LOCAL PREVIEW View on GitHub

ML Engineer User Stories — MangaAssist Chatbot (Amazon-Scale)

Overview

This directory contains the ML Engineer-owned user stories for the MangaAssist chatbot on Amazon. Where Cost-Optimization-User-Stories/ is the FinOps lens, Ground-Truth-Evolution/ is the drift lens, and RAG-MCP-Integration/ is the tool-interface lens, this folder is the day-to-day ML Engineer lens — the person who owns training pipelines, label engineering, model registries, online ranking, drift detection, retrain cadence, and SageMaker serving for the classical (non-FM) ML systems on the platform.

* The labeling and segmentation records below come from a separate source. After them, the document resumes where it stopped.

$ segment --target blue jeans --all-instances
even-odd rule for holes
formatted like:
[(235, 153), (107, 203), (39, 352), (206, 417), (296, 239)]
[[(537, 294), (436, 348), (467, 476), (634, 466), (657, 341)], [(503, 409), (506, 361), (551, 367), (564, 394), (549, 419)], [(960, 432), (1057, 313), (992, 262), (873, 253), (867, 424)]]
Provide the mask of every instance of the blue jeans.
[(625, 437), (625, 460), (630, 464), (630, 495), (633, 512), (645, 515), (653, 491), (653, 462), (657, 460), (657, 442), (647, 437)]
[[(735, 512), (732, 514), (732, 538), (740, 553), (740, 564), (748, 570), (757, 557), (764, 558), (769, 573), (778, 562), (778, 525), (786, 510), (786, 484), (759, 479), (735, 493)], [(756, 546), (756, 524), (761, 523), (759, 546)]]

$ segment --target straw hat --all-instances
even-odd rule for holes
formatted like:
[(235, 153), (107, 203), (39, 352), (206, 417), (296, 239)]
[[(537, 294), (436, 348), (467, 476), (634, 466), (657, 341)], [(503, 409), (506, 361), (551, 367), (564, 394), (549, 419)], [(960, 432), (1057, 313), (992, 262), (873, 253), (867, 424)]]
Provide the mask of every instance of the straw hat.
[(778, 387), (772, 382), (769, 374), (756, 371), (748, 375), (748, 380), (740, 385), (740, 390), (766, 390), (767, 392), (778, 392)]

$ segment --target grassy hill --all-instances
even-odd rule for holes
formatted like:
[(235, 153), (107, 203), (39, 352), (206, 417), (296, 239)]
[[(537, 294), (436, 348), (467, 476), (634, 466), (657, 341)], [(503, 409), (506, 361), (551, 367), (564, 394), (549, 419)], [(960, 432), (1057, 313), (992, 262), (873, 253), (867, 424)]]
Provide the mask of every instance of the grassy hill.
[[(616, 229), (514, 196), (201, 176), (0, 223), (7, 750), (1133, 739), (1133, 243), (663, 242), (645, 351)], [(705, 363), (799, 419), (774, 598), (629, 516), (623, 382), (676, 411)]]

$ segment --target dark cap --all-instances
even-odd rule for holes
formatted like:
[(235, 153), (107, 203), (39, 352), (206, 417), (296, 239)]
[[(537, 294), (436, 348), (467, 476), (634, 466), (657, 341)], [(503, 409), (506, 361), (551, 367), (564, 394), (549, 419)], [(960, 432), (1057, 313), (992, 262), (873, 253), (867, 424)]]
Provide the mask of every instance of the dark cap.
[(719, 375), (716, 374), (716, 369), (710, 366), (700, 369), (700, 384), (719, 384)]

Eight production ML systems sit on the chatbot's hot path. Each one has a user story here describing how it is built, trained, evaluated, deployed, monitored, and retrained at Amazon-scale (millions of requests/day, bilingual JP/EN traffic, ap-northeast-1 data residency, multi-region serving).

User Stories

# User Story Primary System SageMaker Surface Headline Metric (Target)
US-MLE-01 Intent Classifier Retraining Pipeline DistilBERT (multilingual) Real-time endpoint, ml.g5.xlarge Val accuracy ≥ 0.90, p95 ≤ 15ms
US-MLE-02 Cross-Encoder Reranker Training & Online Ranking MiniLM-L6 cross-encoder Real-time, ml.g5.2xlarge MME NDCG@10 ≥ 0.78, +3% CTR canary
US-MLE-03 Sentiment + ABSA Lifecycle Multi-task DeBERTa-v3 Async + batch transform Macro-F1 ≥ 0.85 / 0.74, quarterly relabel
US-MLE-04 Demand Forecasting Pipeline Temporal Fusion Transformer Batch transform, daily sMAPE ≤ 14%, promo-uplift err ≤ 25%
US-MLE-05 Embedding Adapter Fine-Tuning + Re-Index Titan + LoRA adapter SageMaker Training + batch Recall@10 ≥ 0.92, blue/green re-index ≤ 4h
US-MLE-06 Recommendation Training + Cold-Start Two-tower + Personalize hybrid Personalize + custom serving HR@20 ≥ 0.18, cold-start CTR ≥ 80% of warm
US-MLE-07 Spam/Abuse Classifier + Adversarial Labels LightGBM + LLM-distill ensemble Real-time + nightly batch P@95R ≥ 0.93, weekly adversarial retrain
US-MLE-08 Cover-Art Style Classifier + Image Monitoring EfficientNet-V2-S Real-time + async, ml.g5.xlarge Top-1 ≥ 0.87, AI-gen detection AUC ≥ 0.95

Effort Distribution (Engineering Cost Share)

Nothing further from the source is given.